The US sought to apply new pressure on North Korea to shut down its nuclear facilities after the latter missed Saturday's deadline for idling them and inviting back international inspectors. US envoy Christopher Hill said nothing more could be done to free millions in North Korean funds that had been frozen in a Macao bank and "the ball is [now] in their court." He said the US was willing to wait "a few more days and see how it goes." There was no clear indication Sunday that the North has sought the access it demanded to the money.

Western diplomats were calling the announcement Sunday by Iran that it is seeking bids for two new nuclear power plants "another act of politics." Iran's nuclear agency said construction would take up to 11 years and that Russian and European builders had been approached. Iran insists its nuclear program is peaceful and has refused all international pressure to end it.

Israeli Prime Minister Ehud Olmert and Palestinian President Mahmoud Abbas made no measurable progress toward a peace deal in their first meeting Sunday at the behest of the US. But both sides sought to put a positive spin on the outcome, and Olmert reportedly entered the session in Jerusalem having told his cabinet he was willing to exchange ideas with "any grouping of Arab states" on the subject. Sources at the meeting said Olmert also agreed that their next set of talks could be in Jericho, on the West Bank.
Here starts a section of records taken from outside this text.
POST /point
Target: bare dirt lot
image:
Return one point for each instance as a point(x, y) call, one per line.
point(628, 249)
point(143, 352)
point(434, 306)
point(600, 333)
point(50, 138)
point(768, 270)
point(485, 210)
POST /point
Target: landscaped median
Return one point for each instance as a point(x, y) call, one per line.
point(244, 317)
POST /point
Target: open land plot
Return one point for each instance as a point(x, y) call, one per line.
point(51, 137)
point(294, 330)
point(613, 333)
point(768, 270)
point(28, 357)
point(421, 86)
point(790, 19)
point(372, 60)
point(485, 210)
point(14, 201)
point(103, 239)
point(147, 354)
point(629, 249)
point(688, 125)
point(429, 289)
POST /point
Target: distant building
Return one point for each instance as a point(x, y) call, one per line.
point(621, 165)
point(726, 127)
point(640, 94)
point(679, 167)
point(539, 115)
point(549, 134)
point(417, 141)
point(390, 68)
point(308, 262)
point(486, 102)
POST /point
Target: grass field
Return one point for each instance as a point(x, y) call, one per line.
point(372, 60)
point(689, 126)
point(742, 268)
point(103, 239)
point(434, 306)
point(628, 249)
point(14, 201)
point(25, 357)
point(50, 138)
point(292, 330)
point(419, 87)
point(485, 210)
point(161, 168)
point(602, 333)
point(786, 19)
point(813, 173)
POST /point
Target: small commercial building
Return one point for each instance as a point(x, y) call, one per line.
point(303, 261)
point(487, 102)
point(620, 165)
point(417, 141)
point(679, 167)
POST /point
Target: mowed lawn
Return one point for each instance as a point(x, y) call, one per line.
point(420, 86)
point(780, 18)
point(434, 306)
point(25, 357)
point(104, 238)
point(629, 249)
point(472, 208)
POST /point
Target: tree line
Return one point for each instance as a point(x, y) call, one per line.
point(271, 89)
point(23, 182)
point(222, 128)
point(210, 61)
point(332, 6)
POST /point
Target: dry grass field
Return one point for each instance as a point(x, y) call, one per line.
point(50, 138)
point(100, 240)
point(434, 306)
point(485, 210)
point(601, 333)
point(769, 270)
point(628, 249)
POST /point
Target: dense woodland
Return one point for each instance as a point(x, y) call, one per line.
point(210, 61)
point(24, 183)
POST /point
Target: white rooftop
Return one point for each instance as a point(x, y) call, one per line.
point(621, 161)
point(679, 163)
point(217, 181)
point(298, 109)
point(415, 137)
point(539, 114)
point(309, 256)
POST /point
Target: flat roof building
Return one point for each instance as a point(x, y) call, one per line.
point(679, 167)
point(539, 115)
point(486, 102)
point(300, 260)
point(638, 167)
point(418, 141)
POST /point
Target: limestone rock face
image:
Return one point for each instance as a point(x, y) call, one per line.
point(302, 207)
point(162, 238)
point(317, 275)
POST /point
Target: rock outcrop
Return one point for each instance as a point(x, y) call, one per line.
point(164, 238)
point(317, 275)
The cultural capital of Morocco was reeling after a weekend in which two brothers triggered explosive belts outside American targets and police arrested a third would-be bomber at the scene. A fourth belt packed with explosives was found nearby before it could be used. Reports said the attackers tried to gain entry to the US Consulate and American Language Center in Casablanca. The brothers killed only themselves, but the incidents were the second and third of their type there in less than a week, and last month five people were killed or hurt in the bombing of an Internet cafe.

Chanting, "Turkey is secular; it will remain secular!" one of the largest crowds of demonstrators in decades massed in Ankara Saturday to oppose a possible bid for president by Prime Minister Recep Tayyip Erdogan. Police estimated the gathering at 300,000 people; organizers claimed it was 1 million strong. Erdogan's AK Party has until April 25 to announce its nominee for president. Under his tenure, economic growth is booming, but the secular military leadership reportedly is uneasy at the thought of a chief executive with an Islamist past who might try to challenge the separation of church and state.

Thousands of antigovernment demonstrators crowded Bishkek, the capital of Kyrgyzstan, for a fifth straight day Sunday, and organizers claimed to have enough momentum to drive President Kurmanbek Bakiyev from office within a week. The protests generally have been peaceful, but there were rumors that Bakiyev supporters from southern Kyrgyzstan might be about to confront the protesters, who are largely from the northern regions of the former Soviet republic. Bakiyev's two years in office have been marked by political feuds and allegations of fraud and cronyism.

A suggestion by leftist President Rafael Correa of Ecuador that he'd "quit" if voters rejected his nationwide referendum Sunday on rewriting the Constitution appeared unlikely to be tested. All signs pointed to an overwhelming "yes" vote on the measure, which is aimed at curbing the power and influence of the traditional conservative political parties. A final opinion poll showed 66 percent support for a rewrite.

Authorities raised the number of deaths to 37 after a flash flood trapped vacationers under two waterfalls in southern Thailand Saturday. Four others were missing after the disaster, which was blamed on a torrent from three days of heavy rain. The already popular waterfalls had attracted more people than usual because of the Buddhist New Year holiday.